[Originally written on 4.19.2010]
This past weekend, I visited with an adoptive parent group and a group of mentors about my adoption experience. I was very refreshed by their openness and their willingness to listen. It is uplifting and consoling to know that their are people out there who want to get it, who are willing to open their minds and hearts to take the time to educate themselves. High five.
When I encounter parents and others who are so willing to make efforts to learn and to understand, it also makes me question why there still remain so many parents and people in general who refuse to do the same. It's comparable to, say, the well-known fact that driving while drunk is incredibly hazardous and potentially fatal not only for the drunk driver but for those on the road with him or her--but people, against their better judgement, still choose to drive drunk anyway. Despite the statistics, people make the choice every day to get in a car while intoxicated. They choose to ignore the very real and known facts and consequences of doing so.

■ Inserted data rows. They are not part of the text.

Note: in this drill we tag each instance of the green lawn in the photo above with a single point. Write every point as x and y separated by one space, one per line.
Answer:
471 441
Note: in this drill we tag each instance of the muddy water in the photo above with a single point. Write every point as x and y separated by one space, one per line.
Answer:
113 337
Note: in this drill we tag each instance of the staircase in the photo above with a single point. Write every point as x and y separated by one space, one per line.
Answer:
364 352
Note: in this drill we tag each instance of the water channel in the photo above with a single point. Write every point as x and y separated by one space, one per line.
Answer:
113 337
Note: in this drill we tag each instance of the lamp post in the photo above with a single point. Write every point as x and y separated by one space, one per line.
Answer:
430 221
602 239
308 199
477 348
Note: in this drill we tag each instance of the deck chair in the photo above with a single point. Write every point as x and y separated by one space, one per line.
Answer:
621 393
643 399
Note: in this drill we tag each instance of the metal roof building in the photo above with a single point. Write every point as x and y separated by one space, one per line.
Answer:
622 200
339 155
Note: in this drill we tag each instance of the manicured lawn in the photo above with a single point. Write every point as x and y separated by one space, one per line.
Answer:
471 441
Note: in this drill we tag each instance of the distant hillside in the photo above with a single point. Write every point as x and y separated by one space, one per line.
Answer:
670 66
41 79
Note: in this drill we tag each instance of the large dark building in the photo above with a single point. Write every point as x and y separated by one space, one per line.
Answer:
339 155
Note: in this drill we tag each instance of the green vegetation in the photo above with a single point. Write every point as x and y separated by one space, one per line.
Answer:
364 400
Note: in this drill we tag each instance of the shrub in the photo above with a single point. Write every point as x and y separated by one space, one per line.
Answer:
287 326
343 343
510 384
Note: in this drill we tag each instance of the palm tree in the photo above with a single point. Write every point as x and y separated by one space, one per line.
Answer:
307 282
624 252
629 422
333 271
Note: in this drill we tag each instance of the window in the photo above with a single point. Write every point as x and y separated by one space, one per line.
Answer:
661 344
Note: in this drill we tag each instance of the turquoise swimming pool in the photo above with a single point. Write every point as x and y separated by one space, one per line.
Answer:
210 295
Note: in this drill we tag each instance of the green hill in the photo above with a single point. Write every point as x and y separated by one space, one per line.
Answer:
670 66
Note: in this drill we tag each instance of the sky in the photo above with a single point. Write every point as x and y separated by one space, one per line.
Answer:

We're all human, and we've all made poor decisions, even when presented with sound knowledge that such a decision might result in harmful or detrimental consequences to ourselves and those around us. Yet the idea is that we hopefully learn enough from such mistakes to begin to humble ourselves in order to listen, even when we'd rather not, because we know that someone else might have wisdom that we do not.
I know I can sound like a broken record, but I repeat myself hoping that those who might doubt the insight that adult adoptees offer will eventually begin to listen.
I think part of the reason I have such a hard time when I encounter adoptive parents who do not acknowledge the losses of being adopted and all the grief and pain that inherently accompany such losses is that I take it personally.
I take it personally, because it’s as though their refusal to acknowledge the reality of the trauma their child has experienced is a refusal to acknowledge the truth of the experience of all the adult adoptees that have been brave enough and vulnerable enough to shed light upon the otherwise neglected hardships of being adopted.
It’s almost as though these people are calling me, and my fellow adoptees, liars.
And it’s not as though I didn’t once think like some of these adoptive parents or the general public. If you had spoken with my fifteen year old self, or even a few years later had a conversation with my twenty-five year old self, you would have walked away thinking that I had no desire whatsoever to know my biological parents, and even more so that being adopted had caused me no harm or issue.
Despite what you may think, I did not always think the way that I do now. And the way I think now is not because I’m an apple that went rotten.